A parallel I find quite fitting is “House of Cards”: a series that shows us an array of determined, power-craving characters acting in order to manipulate others and achieve their goals. Of course, The Black Monday Murders switches politics with economics and adds the magical element to it, but never in an over the top way, say as in Harry Potter. Another analogy that can be found between the Netflix show and TBMM, is the dialogue, which carries a lot of weight (as in most of Hickman’s work). It’s crafted with precision and it’s able to move the story forward in a very engaging way. Every line is tailor made for the character delivering it and it expresses their anger, their wisdom and the raw power they hold within. Together with high quality interactions, Hickman likes to use other media through which deliver information about the overall “big picture”: emails, maps, police reports and transcripts, diaries, journals, newspapers and explanatory panels, all of these are used to describe, for example, how the rotating chair system within Caina-Kankrin works, how transaction of power operates, or are used to report certain conversations revealing crucial details.
Tomm Cocker and Michael Garland bless us with what I feel is one of the best art and colours combination in comics. The drawings depict faces, gestures, expressions in a way that makes you think you’re looking at actors, and very good ones at that. They speak even without words and most of the time just a single look can make the reader feel horror or fear. When violence is used, the pages turn gruesome and vivid, giving off a sense of pain and darkness, piercing through your soul.
This magnificent art is supported by perfectly calibrated colour schemes: numerous conversations take place and Garland makes sure to give each setting its own shadows and atmosphere.
The most used colour patterns are white-light brown-orange-brown and white-powder blue-grey-scarlet red, both of them using black, sometimes more prominently than others. Examples of the first pattern are shown in the Caina Investment building and in the funeral scene, which presents a striking contrast between the words uttered on the altar by Grigoria and the overall mild and peacful colours and lighting.

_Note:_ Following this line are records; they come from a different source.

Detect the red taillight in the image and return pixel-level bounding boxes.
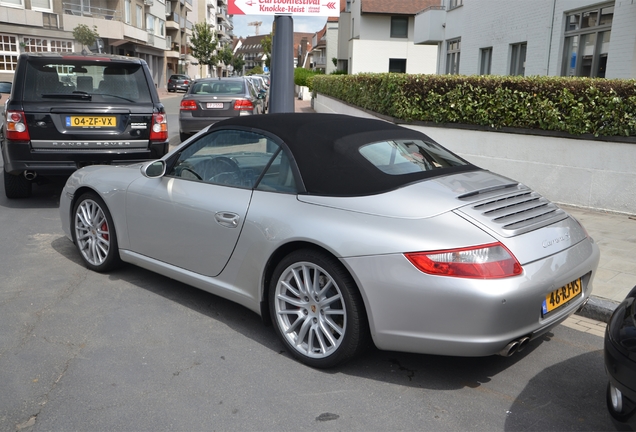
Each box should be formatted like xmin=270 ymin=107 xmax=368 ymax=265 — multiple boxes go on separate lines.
xmin=150 ymin=113 xmax=168 ymax=141
xmin=234 ymin=99 xmax=254 ymax=111
xmin=404 ymin=243 xmax=523 ymax=279
xmin=180 ymin=99 xmax=197 ymax=111
xmin=6 ymin=111 xmax=31 ymax=141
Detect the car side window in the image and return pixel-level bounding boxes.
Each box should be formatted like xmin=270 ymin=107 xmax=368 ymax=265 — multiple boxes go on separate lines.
xmin=167 ymin=130 xmax=280 ymax=189
xmin=256 ymin=149 xmax=298 ymax=193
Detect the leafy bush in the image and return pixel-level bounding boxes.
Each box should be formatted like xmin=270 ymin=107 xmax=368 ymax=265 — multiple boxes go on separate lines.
xmin=294 ymin=68 xmax=324 ymax=92
xmin=313 ymin=73 xmax=636 ymax=136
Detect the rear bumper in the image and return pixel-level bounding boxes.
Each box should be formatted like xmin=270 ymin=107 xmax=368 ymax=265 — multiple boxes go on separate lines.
xmin=343 ymin=239 xmax=600 ymax=357
xmin=604 ymin=335 xmax=636 ymax=402
xmin=2 ymin=141 xmax=168 ymax=176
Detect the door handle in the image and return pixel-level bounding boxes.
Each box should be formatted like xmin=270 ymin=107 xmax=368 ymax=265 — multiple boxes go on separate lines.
xmin=214 ymin=212 xmax=241 ymax=228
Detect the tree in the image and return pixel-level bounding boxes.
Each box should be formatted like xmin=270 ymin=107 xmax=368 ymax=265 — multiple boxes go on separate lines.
xmin=218 ymin=45 xmax=234 ymax=70
xmin=73 ymin=24 xmax=99 ymax=48
xmin=190 ymin=22 xmax=218 ymax=76
xmin=261 ymin=33 xmax=272 ymax=70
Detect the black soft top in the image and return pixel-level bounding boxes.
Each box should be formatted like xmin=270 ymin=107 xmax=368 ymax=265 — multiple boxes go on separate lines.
xmin=210 ymin=113 xmax=479 ymax=196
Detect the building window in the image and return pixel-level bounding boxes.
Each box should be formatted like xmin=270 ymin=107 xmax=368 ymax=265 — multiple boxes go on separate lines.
xmin=510 ymin=42 xmax=528 ymax=76
xmin=389 ymin=59 xmax=406 ymax=73
xmin=446 ymin=39 xmax=462 ymax=75
xmin=391 ymin=17 xmax=409 ymax=38
xmin=0 ymin=0 xmax=24 ymax=7
xmin=0 ymin=35 xmax=20 ymax=71
xmin=23 ymin=37 xmax=73 ymax=52
xmin=30 ymin=0 xmax=53 ymax=12
xmin=136 ymin=5 xmax=144 ymax=28
xmin=561 ymin=4 xmax=614 ymax=78
xmin=479 ymin=47 xmax=492 ymax=75
xmin=124 ymin=0 xmax=131 ymax=24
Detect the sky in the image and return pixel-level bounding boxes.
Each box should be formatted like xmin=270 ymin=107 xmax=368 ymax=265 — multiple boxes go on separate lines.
xmin=234 ymin=15 xmax=327 ymax=37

The second colour scheme can be seen at the interrogation of Viktor Eresko (a representative of Kankrin, questioned for the murder of Daniel Rothshild) and whenever God Mammon or the mystic arts come into play. Red stands out predominantly, highlighting the moments when magic is performed, when supernatural elements take place and last but not least: blood, rivers of blood.
The story is engaging, dynamic, and unlike anything you have ever read before. The use of timestamps aids you in keeping track of the plot, which is presented within a non-linear narrative. At first it can be confusing, but when you get the hang of it, it becomes almost as if you're putting together a very entertaining and satisfying puzzle made of scenes not in chronological order, files, emails and more.

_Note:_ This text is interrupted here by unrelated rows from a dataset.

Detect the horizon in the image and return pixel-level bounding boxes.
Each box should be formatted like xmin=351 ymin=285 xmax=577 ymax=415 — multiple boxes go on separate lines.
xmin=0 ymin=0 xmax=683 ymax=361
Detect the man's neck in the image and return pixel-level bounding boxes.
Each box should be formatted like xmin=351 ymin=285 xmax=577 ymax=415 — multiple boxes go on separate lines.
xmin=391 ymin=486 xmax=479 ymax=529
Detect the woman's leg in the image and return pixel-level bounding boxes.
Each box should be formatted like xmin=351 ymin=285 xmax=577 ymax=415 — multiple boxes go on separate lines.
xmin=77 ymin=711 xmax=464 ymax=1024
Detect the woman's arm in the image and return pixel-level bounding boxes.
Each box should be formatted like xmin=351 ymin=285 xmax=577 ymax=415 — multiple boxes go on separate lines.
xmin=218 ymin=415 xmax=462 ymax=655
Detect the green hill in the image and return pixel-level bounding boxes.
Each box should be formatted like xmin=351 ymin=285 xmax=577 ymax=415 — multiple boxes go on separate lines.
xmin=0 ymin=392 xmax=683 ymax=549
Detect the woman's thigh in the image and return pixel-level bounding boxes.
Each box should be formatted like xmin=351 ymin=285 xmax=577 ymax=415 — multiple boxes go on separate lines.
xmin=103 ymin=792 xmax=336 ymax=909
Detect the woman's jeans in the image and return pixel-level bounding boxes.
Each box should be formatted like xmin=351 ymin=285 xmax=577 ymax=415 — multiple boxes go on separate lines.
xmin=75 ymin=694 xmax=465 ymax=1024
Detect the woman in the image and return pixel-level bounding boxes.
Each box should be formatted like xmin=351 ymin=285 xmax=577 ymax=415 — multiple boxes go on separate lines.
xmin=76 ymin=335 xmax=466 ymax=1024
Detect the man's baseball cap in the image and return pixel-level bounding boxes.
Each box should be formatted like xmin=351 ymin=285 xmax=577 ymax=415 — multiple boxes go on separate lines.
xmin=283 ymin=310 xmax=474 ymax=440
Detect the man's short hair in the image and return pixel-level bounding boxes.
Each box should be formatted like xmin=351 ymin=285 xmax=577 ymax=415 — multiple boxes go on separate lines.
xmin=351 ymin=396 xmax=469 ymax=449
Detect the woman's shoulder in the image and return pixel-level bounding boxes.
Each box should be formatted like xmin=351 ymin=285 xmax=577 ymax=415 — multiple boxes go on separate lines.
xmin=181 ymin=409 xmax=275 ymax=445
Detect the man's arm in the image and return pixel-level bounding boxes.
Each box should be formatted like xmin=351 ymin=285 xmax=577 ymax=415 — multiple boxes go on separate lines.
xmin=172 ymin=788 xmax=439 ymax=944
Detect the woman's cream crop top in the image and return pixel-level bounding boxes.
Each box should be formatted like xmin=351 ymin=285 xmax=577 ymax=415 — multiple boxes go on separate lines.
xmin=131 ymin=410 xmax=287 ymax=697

The characters are interesting to watch while they talk and prepare their moves in this convoluted chess game they're playing in order to gain as much power as they can, either for revenge or glory.
Should you read this comic book? Yes, of course, it’s Hickman, and whenever he’s involved you know you’re in for something very complex, unique and high quality. Unlike his famous work on the Avengers and Fantastic Four, this story is a self-contained one, making it easily accessible, and it’s been collected in two volumes. However, the writer currently residing in South Carolina has left us on a cliff-hanger on the last pages, teasing a continuation of the series.